# Intro to Altair
Altair is a statistical visualization library for Python. It uses the *grammar* of **marks** and **channels** in order to build visualizations.

More information can be found at [Altair's documentation](https://altair-viz.github.io/getting_started/overview.html)! Parts of this assignment are taken from its tutorial.

## Installation
Follow these instructions in order to install Altair on your computer.

In your terminal, run `pip install altair vega-datasets`  
This will automatically install some dependencies as well. You'll be ready to start once this command finishes!

If you are using a Windows computer, you might have to run this command instead: `py -m pip install altair vega-datasets`

## Background
We'll be working with the *US Employment* dataset. Below is the description:

> In the mid 2000s the global economy was hit by a crippling recession. One result: Massive job losses across the United States. The downturn in employment, and the slow recovery in hiring that followed, was tracked each month by the [Current Employment Statistics](https://www.bls.gov/ces/) program at the U.S. Bureau of Labor Statistics.

> This file contains the monthly employment total in a variety of job categories from January 2006 through December 2015. The numbers are seasonally adjusted and reported in thousands.

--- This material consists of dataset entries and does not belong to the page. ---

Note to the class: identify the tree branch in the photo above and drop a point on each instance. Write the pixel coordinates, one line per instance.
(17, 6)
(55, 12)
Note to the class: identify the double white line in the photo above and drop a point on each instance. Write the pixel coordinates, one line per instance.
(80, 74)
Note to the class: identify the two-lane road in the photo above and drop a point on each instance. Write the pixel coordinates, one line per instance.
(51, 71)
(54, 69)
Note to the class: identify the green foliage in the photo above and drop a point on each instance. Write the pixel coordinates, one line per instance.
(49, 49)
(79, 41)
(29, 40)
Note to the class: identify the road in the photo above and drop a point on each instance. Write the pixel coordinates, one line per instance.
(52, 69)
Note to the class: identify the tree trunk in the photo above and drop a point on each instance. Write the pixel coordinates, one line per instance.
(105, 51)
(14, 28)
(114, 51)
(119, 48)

The data were downloaded on Nov. 11, 2018, and reformatted for use in this library.

> Totals are included for the [22 "supersectors"](https://download.bls.gov/pub/time.series/ce/ce.supersector) tracked by the BLS. The "nonfarm" total is the category typically used by economists and journalists as a stand-in for the country's employment total.

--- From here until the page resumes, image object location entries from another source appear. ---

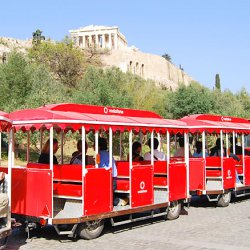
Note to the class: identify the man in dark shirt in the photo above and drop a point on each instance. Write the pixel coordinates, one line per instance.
(238, 149)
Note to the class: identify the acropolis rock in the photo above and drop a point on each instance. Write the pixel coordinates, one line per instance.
(129, 59)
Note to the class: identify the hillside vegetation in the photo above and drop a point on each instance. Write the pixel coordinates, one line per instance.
(58, 72)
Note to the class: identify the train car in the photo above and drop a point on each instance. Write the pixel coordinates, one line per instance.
(5, 184)
(82, 196)
(218, 175)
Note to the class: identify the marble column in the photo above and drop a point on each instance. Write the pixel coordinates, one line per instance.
(116, 41)
(103, 41)
(110, 41)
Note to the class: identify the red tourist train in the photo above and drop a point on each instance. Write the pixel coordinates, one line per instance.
(215, 176)
(5, 184)
(83, 196)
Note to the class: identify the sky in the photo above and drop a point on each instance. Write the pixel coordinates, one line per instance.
(205, 37)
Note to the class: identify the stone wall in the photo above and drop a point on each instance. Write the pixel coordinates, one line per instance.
(9, 44)
(129, 59)
(148, 66)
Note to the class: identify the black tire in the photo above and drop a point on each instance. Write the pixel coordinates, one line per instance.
(224, 200)
(3, 242)
(90, 229)
(174, 210)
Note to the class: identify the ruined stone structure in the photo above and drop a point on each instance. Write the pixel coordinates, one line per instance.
(117, 54)
(9, 44)
(129, 59)
(100, 37)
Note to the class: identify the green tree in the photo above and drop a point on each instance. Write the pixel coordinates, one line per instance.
(192, 99)
(217, 82)
(37, 37)
(14, 82)
(102, 87)
(226, 103)
(66, 62)
(244, 98)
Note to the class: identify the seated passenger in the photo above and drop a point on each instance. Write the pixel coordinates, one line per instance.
(158, 156)
(104, 159)
(4, 201)
(238, 149)
(180, 152)
(198, 152)
(45, 155)
(77, 155)
(216, 150)
(136, 151)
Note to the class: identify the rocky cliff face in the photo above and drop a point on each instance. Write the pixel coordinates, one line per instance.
(148, 66)
(9, 44)
(145, 65)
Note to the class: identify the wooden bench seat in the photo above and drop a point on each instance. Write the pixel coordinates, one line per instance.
(67, 190)
(213, 173)
(122, 185)
(160, 181)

> A calculated "nonfarm_change" column has been appended with the month-to-month change in that supersector's employment. It is useful for illustrating how to make bar charts that report both negative and positive values.

This mini-lab will give you experience analyzing this dataset.

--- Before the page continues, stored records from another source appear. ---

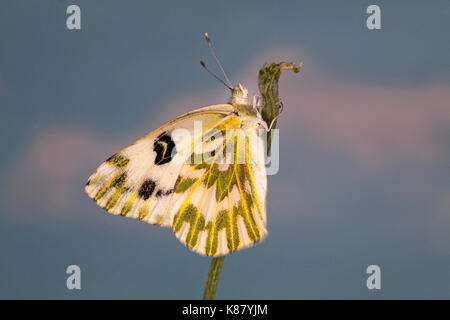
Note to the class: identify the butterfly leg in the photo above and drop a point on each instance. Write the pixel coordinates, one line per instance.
(279, 114)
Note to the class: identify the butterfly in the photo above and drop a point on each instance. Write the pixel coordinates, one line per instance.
(208, 184)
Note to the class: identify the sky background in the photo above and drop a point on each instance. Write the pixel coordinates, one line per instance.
(364, 153)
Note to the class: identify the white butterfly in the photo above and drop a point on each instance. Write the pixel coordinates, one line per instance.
(214, 207)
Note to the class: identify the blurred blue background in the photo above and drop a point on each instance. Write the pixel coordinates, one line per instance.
(364, 152)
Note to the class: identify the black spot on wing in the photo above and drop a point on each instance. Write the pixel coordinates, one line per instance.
(164, 148)
(147, 189)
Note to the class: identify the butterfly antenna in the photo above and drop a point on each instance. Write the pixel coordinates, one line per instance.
(211, 73)
(217, 59)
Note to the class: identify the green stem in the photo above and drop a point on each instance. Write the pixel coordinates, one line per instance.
(213, 278)
(268, 78)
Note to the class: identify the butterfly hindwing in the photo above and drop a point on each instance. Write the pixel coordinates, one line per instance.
(223, 204)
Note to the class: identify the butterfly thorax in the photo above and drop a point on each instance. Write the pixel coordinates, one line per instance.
(249, 115)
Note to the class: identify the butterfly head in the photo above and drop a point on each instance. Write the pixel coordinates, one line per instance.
(239, 95)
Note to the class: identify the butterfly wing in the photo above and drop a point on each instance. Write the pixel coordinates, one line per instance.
(139, 181)
(220, 204)
(214, 207)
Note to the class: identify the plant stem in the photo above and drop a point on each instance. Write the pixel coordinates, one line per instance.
(213, 278)
(268, 78)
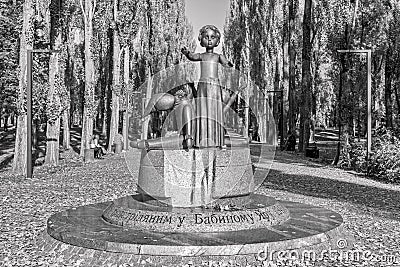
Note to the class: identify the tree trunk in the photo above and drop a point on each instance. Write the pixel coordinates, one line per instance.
(126, 81)
(292, 65)
(285, 69)
(88, 109)
(66, 130)
(115, 87)
(53, 100)
(306, 94)
(388, 89)
(26, 42)
(52, 143)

### Part 1: Data Exploration
The first few exercises are intended for you to review using `pandas`, while also showing you common techniques for when you first encounter a new dataset.


In [2]:
import altair as alt # import Altair
from vega_datasets import data # import starter datasets

emp_df = data.us_employment() # US Employment dataframe


`pandas` has some handy commands to help you explore a dataframe. If there's something you haven't encountered before, check out the documentation or try running it to see what happens!

  * `dataframe.head()`
  * `dataframe.sample(10)`
  * `dataframe.shape`
  * `dataframe.columns`
  * `dataframe.describe()`


In [3]:
# Explore the functions listed above using emp_df in this code block


### Question 1: How many rows and columns are in this dataset?
*Show your work in the code block below.*

In [4]:
# Replace with your answer to #1

### Question 2: How many employees worked in the Private sector in June 2009?

In [5]:
# Replace with your answer to #2

### Question 3: Which month experienced the greatest decrease in employment? Which month experienced the greatest increase?
*Hint: `iloc`, `idxmin`, and `idxmax` will be handy functions to know.*

In [6]:
# Replace with your answer to #3

## Data Visualization with Altair
As mentioned before, Altair runs on the grammar of marks and channels. In other words, you'll have to specify the marks and channels you want to use in your resulting visualization.

### The Chart object
The fundamental object in Altair is the `Chart`, which takes a dataframe as a single argument.

`chart = alt.Chart(data)`

While the Chart object is defined, we haven't told the chart to *do* anything with the data yet.

### Marks
We first have to specify which marks we'd like to use to represent the data. Let's say we wanted to make a bar plot, in which case we would use *bars* as our marks. We do so as follows:

`chart = alt.Chart(data).mark_bar()`

More examples of marks can be found at [Altair's mark documentation](https://altair-viz.github.io/user_guide/marks.html).

### Channels
Once we've decided on our marks, we then have to specify which channels we use via the `encode` function. If we correctly specify the *type* of data we pass in, then Altair is good at handling the rest. Examine the cell below to see an example of how to encode your visualization.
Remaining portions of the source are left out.